La estructura delincuencial es el núcleo duro del poder local, que ninguna autoridad, corporación policiaca, ejército o guardia nacional se atreve a enfrentar, mucho menos a desmantelar. Tendrían que recibir órdenes superiores de la federación para que este sistema macro delincuencial deje de ser parte de un sistema de gobierno basado en la corrupción y la impunidad. Un aparato burocrático donde se han enquistado los partidos políticos, que funcionan como agencias de colocación, al vender las candidaturas al mejor postor y afianzar sus nexos con la delincuencia organizada.
La tragedia más grande es que los habitantes de las comunidades han quedado atrapados en las garras de la maña. Son parte del nudo ciego que nos asfixia, porque se ha trastocado el núcleo de la vida comunitaria. Esta situación desastrosa no le interesa conocer a las autoridades estatales ni federales. Solo observan a la distancia y con la pantalla enfrente, imágenes que hablan de una larga historia marcada por la discriminación y el oprobio. No les dan credibilidad a las trágicas historias de las viudas y los huérfanos; a las familias desplazadas y a los niños que no pueden ir a la escuela, ni cuidar sus chivos en el cerro, porque la lluvia de balas cae a cualquier hora.

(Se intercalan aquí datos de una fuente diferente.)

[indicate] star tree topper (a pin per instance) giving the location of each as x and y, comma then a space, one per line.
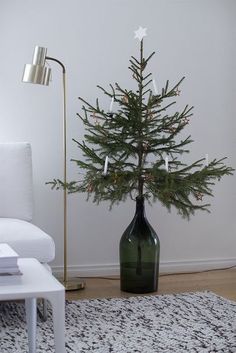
140, 33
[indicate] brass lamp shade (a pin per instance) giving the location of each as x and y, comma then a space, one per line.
37, 72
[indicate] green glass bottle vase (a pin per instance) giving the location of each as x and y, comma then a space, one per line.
139, 254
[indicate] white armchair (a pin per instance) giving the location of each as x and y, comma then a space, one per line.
16, 205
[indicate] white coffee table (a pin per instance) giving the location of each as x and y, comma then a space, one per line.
37, 282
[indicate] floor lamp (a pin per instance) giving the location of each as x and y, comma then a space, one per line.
38, 73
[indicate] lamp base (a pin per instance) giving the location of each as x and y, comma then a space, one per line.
73, 283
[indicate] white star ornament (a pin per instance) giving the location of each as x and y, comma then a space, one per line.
140, 33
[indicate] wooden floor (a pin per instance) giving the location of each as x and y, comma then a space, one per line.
221, 282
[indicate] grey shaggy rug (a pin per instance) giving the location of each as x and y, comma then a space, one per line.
184, 323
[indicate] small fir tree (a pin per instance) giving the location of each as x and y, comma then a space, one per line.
144, 147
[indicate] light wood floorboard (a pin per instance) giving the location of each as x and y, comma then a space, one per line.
221, 282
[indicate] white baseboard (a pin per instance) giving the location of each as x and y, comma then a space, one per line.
103, 270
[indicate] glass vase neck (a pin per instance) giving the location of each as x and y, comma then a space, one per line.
140, 208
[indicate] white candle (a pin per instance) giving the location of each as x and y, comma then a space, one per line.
111, 104
166, 164
154, 86
105, 166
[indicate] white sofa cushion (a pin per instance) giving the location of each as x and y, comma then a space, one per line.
16, 190
27, 239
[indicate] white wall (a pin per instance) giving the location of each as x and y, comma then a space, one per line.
94, 39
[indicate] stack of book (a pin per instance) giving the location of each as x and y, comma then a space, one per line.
8, 261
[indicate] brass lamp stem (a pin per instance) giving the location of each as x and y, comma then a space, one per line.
73, 283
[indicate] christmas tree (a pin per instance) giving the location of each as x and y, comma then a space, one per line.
137, 150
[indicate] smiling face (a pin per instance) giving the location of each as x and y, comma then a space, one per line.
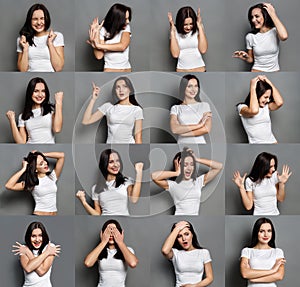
39, 95
264, 99
36, 238
38, 21
185, 238
265, 233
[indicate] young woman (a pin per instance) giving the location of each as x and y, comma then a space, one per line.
35, 176
123, 117
36, 256
111, 193
40, 120
111, 38
188, 40
189, 259
113, 256
261, 262
186, 190
255, 111
263, 41
39, 50
264, 186
191, 119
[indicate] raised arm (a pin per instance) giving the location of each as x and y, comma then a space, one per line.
19, 135
134, 191
12, 183
57, 56
281, 30
89, 117
247, 197
57, 120
89, 209
202, 40
174, 47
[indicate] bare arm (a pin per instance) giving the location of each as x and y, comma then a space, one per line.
135, 190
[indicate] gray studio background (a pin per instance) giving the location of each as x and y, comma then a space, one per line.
13, 16
22, 203
210, 233
86, 160
212, 197
156, 92
283, 120
238, 235
13, 93
59, 231
136, 236
241, 157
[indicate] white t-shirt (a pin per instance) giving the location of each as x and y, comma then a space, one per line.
44, 194
39, 55
262, 259
113, 201
116, 60
112, 271
265, 48
32, 279
186, 195
189, 55
38, 127
189, 265
265, 195
189, 115
120, 121
258, 127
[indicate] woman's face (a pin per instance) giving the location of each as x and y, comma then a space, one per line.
114, 165
41, 165
122, 90
191, 89
38, 21
188, 167
272, 168
264, 99
257, 18
36, 238
188, 25
265, 233
185, 238
39, 94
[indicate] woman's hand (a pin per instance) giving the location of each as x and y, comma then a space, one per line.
283, 178
238, 180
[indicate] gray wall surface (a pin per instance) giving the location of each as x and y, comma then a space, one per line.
62, 20
238, 235
13, 229
241, 157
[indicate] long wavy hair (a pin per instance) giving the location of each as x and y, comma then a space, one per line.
256, 228
195, 242
182, 14
261, 166
129, 84
30, 228
46, 106
119, 255
30, 176
27, 29
115, 20
268, 22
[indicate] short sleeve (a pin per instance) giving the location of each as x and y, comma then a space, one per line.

Lo más grave de esta narrativa es que la parte oficial se ha quedado con la versión de las autoridades que viven en la ciudad, que estigmatizan y criminalizan a las comunidades indígenas. Emiten juicios con sus resabios racistas, utilizando el arquetipo del indígena bárbaro, del montañero remontado. Descontextualizan los hechos, ignoran los agravios y se rasgan las vestiduras al observar el desfile de los 34 niños armados de Ayahualtempa. Ellos no estudian, porque la secundaria está en territorio de la delincuencia. Para cuidar sus chivos tienen que repeler la agresión armada y para mantenerse en vela en las noches de balaceras, no pueden quedarse rezando en sus pisos de tierra. Por eso embrozaron sus armas.